I am trying to import a large dataset from Stata 13 into pandas using StataReader. This worked fine with pandas 0.13.1, but after I upgraded to 0.14.1, the ability to read .dta files seems to have drastically worsened. Does anybody know what has happened (I could not find any changes to StataReader in the "What's New" section of the pandas website), and/or how to get around this?
Steps to reproduce my issue:
Create a large dataset in Stata 13:
clear set obs 11500 forvalues i = 1/8000{ gen var`i' = 1 } saveold bigdataset, replace
Try to read it into pandas using StataReader:
from pandas.io.stata import StataReader reader = StataReader('bigdataset.dta') data = reader.data()

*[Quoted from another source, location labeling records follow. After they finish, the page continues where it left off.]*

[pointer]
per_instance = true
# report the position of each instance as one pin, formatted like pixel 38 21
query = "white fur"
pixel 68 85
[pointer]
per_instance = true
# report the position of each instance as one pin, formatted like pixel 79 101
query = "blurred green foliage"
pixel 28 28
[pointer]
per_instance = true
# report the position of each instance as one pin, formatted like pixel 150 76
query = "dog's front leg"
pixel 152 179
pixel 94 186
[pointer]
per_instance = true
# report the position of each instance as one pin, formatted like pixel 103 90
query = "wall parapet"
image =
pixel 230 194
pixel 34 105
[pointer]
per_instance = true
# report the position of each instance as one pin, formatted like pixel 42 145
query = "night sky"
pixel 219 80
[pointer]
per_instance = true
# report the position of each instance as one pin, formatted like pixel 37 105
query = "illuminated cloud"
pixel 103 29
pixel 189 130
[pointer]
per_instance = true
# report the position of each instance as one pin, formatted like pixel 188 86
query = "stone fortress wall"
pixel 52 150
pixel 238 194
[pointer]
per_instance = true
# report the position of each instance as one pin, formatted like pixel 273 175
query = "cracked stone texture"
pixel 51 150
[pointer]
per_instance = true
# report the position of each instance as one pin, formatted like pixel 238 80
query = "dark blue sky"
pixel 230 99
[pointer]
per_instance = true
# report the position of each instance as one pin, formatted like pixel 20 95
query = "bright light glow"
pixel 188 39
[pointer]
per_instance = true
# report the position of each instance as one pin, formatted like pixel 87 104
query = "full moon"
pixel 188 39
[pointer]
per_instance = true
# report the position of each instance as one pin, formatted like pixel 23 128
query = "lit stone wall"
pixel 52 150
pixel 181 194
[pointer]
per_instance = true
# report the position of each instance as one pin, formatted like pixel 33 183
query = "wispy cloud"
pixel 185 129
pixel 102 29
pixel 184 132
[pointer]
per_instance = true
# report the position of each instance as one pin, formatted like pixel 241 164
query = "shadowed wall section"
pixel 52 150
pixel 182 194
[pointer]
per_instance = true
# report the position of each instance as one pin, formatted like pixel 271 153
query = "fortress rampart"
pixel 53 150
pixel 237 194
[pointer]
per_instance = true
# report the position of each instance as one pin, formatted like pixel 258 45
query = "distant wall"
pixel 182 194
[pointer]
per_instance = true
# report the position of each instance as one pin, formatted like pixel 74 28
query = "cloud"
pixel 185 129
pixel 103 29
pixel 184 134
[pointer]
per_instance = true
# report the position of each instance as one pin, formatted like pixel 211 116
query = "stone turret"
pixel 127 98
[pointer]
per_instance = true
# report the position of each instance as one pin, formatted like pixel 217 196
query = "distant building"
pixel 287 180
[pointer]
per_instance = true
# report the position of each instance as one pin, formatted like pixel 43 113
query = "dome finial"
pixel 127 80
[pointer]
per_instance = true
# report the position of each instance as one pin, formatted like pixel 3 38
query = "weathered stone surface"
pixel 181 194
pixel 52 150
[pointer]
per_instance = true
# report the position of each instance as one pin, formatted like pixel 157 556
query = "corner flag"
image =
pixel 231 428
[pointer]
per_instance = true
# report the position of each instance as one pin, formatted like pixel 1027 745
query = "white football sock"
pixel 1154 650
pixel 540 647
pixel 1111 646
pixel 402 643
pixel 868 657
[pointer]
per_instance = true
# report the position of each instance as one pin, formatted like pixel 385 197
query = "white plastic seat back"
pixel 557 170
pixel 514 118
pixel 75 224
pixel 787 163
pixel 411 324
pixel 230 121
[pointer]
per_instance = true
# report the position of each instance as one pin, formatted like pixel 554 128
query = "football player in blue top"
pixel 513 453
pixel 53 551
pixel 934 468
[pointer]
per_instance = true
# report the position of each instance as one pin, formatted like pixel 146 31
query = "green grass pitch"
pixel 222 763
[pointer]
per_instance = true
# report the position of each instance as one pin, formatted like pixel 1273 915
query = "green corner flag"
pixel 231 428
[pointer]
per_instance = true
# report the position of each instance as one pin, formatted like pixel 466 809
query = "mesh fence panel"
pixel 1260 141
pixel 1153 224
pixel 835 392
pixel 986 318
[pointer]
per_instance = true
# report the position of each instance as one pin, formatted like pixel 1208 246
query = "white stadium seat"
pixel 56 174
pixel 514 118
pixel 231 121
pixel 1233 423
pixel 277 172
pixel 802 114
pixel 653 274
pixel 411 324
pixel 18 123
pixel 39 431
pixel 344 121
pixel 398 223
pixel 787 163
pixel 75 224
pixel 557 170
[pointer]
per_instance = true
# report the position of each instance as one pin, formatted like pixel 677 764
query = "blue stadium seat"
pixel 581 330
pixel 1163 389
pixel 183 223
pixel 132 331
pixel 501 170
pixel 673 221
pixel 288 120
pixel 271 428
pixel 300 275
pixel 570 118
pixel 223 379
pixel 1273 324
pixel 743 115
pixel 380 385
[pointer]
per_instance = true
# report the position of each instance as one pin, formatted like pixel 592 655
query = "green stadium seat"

Using pandas 0.13.1, this takes around 220 seconds, which is acceptable, but using pandas 0.14.1, nothing has happened even after waiting around 20 minutes.
When I test this issue with a smaller dataset:
Create a smaller dataset in Stata 13:
clear set obs 11500 forvalues i = 1/1000{ gen var`i' = 1 } saveold smalldataset, replace
Try to read it into pandas using StataReader:
from pandas.io.stata import StataReader reader = StataReader('smalldataset.dta') data = reader.data()
Using pandas 0.13.1, this takes around 20 seconds, but using pandas 0.14.1, this takes around 300 seconds.
I would really like to upgrade to the new pandas version and work with my data, which is around the size of bigdataset.dta. Does anybody know a way I could efficiently import my data?